Beyond the material
The Wrestler / Robert D. Seigel, screenwriter of The Wrestler, used to hold down the top position as editor of The Onion, the satirical newspaper whose recent top story had the headline, “Obama Inauguration Speech Ruined By Incessant Jackhammering.” The people behind The Onion have led the nation in both print and Web readership, usually simply by taking the clichés of journalism and making a story that’s just absurd enough to ring true in our pop culture-obsessed society. When they say something to the effect of “Will Smith Saves World, Makes Cocky Yet Still Endearing Remark,” we smile knowingly. It’s funny, because it’s true.
With his new screenplay, Seigel is still relying on all those clichés of Hollywood, but this time, there’s nothing funny about them. It’s a sports movie with a story told a hundred times before—an aged professional who failed to capitalize on his prime years, finds himself playing in the minors, moonlighting as a day laborer, locked out of his dilapidated tiny trailer home, vying for the affection of a stripper with a heart of gold while trying to reconnect with his estranged daughter.
If it weren’t for the two leads, Mickey Rourke as the title character and Marisa Tomei as the aforementioned stripper, The Wrestler could sink into the territory of self-parody in the lines of Sylvester Stallone’s “other” sports movie Over the Top, which involved competitive arm-wrestling. But the performances of Rourke and Tomei, both recently nominated for Oscars in the Best Actor and Supporting Actress categories, keep things believable.
For a fictional film about a scripted sport, nothing has felt this genuine in a long time. Rourke, as Randy “The Ram” Robinson, mirrors his well-publicized real persona of talent squandered and documents his attempt to scrape his way not to the top, but out of the bottom. Tomei, who after an Oscar win, had moved slowly into obscurity brings a similar nuance to her performance, notable when she lets her gaze wander over the younger girls in her workplace after failing to find an interested customer. Both are involved in professions better suited to the young, but they find themselves with few alternatives.
The Wrestler opens with a collage of Robinson’s hey-day, when characters in video games were based on him and action figures were designed in his likeness, and then fast-forwards 20 years, with Robinson wheezing on a folding chair. His matches now unfold in community centers instead of arenas. He offers advice to the younger generation of beefed-up wrestlers, reminding them that it’s about the show, not the politics, and they gush in his presence backstage, just minutes before they have to slam a folding chair to his skull or take a staple gun to his back. He spends $500 more than he makes in a night on pharmaceuticals to help him keep up and fit. He knows he’s too old for this work, but he shows no sign of quitting.
When a promoter approaches him about conducting a 20-year anniversary battle with his arch-rival, he thinks it might be his golden ticket, but a heart attack cuts that dream short, and he realizes that he’s alone. He tries to sweet-talk Tomei into a date with all the subtly of a…well, of a guy who dons tights and hits people with folding chairs. “You look so pretty in the daytime,” he tells her. She accepts the comment without making one of her own. It’s this subtlety that’s most surprising coming from Requiem for a Dream director Darren Aronofsky who shelves his usual showy, frenetic camera style to let us observe close enough to see real pain and fear in his actors.

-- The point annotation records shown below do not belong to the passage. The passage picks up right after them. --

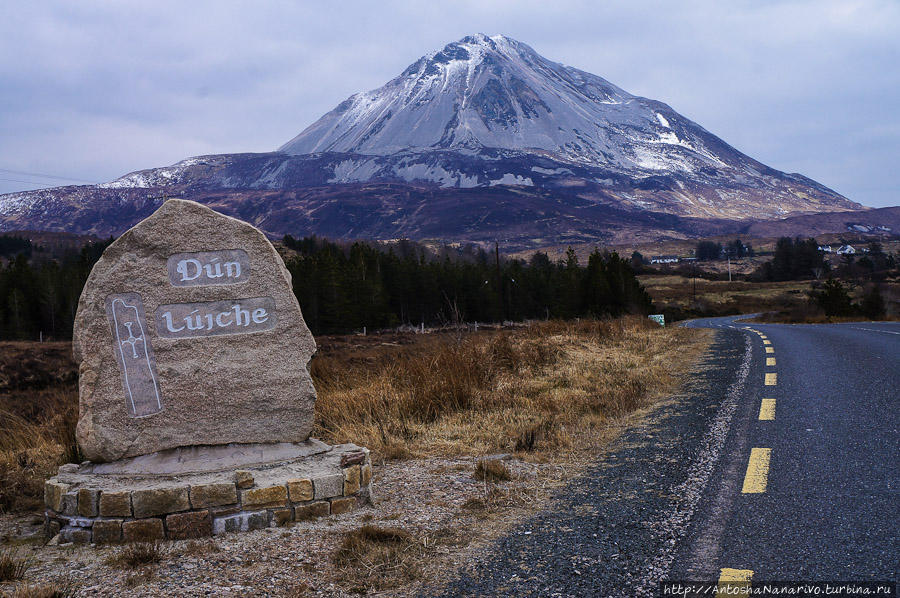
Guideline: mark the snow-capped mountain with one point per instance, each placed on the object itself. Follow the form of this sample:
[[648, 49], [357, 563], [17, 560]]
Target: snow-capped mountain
[[481, 113], [495, 92]]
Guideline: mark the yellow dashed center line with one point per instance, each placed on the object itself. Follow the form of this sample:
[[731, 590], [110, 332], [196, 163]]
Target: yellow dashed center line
[[767, 410], [734, 578], [757, 475]]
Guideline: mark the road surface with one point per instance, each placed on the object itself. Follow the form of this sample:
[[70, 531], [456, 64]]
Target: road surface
[[779, 463]]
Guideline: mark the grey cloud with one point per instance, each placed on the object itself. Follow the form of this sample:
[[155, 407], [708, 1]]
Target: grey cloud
[[94, 90]]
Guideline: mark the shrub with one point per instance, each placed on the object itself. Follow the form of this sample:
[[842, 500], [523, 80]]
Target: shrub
[[12, 566], [380, 557], [872, 305], [834, 299], [138, 554]]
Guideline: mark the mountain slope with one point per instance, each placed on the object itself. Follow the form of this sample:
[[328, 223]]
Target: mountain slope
[[530, 150]]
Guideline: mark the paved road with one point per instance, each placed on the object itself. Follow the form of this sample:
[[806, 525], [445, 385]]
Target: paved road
[[780, 462], [829, 423]]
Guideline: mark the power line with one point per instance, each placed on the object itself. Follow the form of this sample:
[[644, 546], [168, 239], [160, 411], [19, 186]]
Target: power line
[[46, 176]]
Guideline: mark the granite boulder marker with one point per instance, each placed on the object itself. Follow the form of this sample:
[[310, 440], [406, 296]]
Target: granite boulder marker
[[188, 333]]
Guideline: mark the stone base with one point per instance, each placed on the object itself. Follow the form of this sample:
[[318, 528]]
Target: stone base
[[202, 491]]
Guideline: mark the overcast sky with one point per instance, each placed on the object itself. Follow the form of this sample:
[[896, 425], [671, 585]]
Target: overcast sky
[[93, 90]]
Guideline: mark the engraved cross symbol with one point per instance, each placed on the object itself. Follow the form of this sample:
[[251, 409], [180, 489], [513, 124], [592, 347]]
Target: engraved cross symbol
[[132, 339]]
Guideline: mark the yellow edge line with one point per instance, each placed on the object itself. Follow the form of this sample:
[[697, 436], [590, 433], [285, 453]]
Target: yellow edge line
[[767, 410], [757, 476], [734, 578]]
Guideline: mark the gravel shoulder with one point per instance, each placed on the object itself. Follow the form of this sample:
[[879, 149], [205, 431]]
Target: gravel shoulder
[[612, 530]]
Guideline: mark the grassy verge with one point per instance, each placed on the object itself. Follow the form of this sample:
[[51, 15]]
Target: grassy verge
[[539, 389], [38, 413]]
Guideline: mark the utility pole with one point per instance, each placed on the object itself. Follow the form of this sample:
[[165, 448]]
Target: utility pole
[[499, 282]]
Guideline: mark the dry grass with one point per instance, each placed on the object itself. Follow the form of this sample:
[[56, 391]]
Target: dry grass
[[37, 434], [538, 389], [379, 558], [138, 554], [42, 591], [491, 470], [541, 388], [12, 566]]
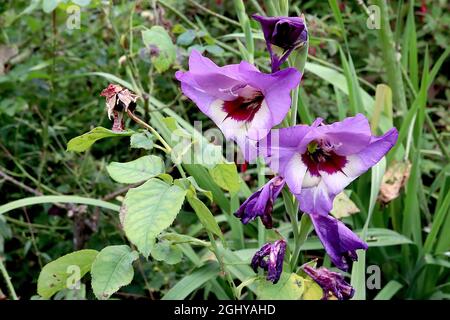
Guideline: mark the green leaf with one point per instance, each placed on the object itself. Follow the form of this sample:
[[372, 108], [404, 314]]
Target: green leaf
[[389, 290], [50, 5], [142, 140], [62, 272], [215, 50], [112, 269], [176, 238], [343, 206], [289, 287], [192, 282], [150, 209], [57, 199], [205, 216], [186, 38], [169, 253], [226, 176], [137, 170], [158, 37], [85, 141]]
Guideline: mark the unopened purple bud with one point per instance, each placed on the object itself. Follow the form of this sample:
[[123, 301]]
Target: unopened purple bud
[[260, 204], [270, 258], [332, 283], [286, 33]]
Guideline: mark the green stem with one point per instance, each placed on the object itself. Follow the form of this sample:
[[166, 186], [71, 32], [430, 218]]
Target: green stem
[[261, 182], [8, 280], [305, 226], [227, 275], [150, 128], [294, 108], [392, 66]]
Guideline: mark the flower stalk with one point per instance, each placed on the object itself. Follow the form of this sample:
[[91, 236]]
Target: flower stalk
[[7, 278]]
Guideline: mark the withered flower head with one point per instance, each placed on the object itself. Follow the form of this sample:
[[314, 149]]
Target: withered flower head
[[118, 101]]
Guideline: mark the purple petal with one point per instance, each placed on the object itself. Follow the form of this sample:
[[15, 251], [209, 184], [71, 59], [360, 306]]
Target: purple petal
[[349, 136], [243, 102], [315, 200], [260, 203], [258, 258], [276, 258], [286, 33], [276, 88], [339, 241]]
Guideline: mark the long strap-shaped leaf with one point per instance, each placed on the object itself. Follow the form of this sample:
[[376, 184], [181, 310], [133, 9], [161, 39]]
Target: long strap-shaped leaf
[[57, 199]]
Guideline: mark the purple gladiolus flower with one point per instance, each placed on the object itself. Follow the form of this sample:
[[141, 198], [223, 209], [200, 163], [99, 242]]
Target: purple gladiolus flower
[[283, 34], [270, 258], [331, 283], [260, 204], [339, 241], [319, 161], [242, 101]]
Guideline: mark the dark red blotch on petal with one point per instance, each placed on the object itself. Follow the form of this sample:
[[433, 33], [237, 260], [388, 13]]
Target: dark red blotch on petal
[[327, 161], [242, 108]]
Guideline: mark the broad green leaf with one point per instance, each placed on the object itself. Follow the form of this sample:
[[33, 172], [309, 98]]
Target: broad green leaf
[[165, 54], [148, 210], [169, 253], [112, 269], [289, 287], [64, 272], [176, 238], [226, 176], [142, 140], [192, 282], [137, 170], [343, 206], [205, 216], [85, 141], [186, 38], [207, 193]]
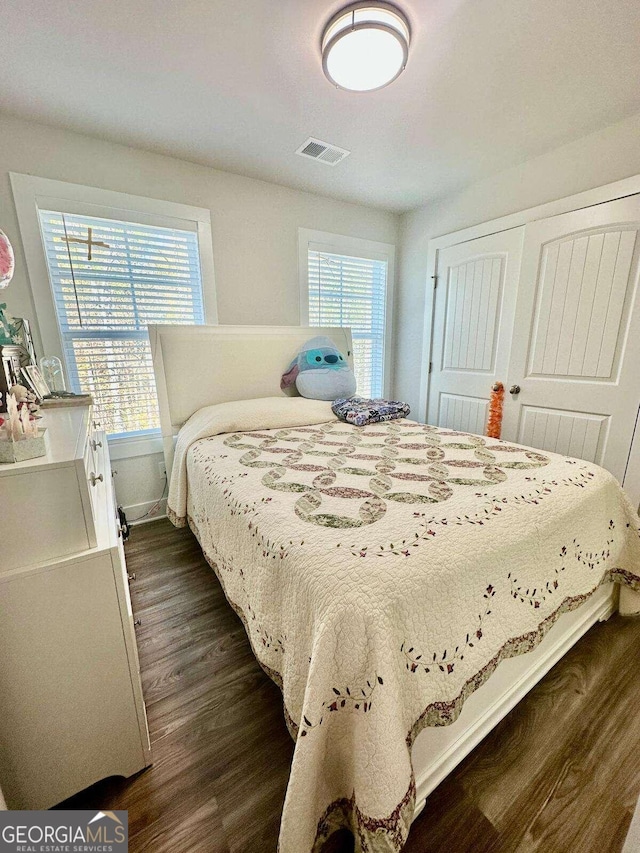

Then there is Robinson’s estranged daughter Stephanie (Evan Rachel Wood), the weakest point what should be an already hackneyed script. When she has her inevitable outburst of, “You were never there for me!” a scene that might otherwise make viewers groan at the schmaltzy, Lifetime Network sentimentality is instead successful because it is believable. The best scene, out of many great ones, comes as Robinson begins his new job working at a deli counter. He stops at the doorway, hearing the roar of fans long past in his head, only to emerge from the curtain to a throng of demanding and annoying customers. Ever the performer, Robinson wins over his audience. And so does Rourke. See it before the rush that’s sure to come after he picks up his well-deserved Oscar.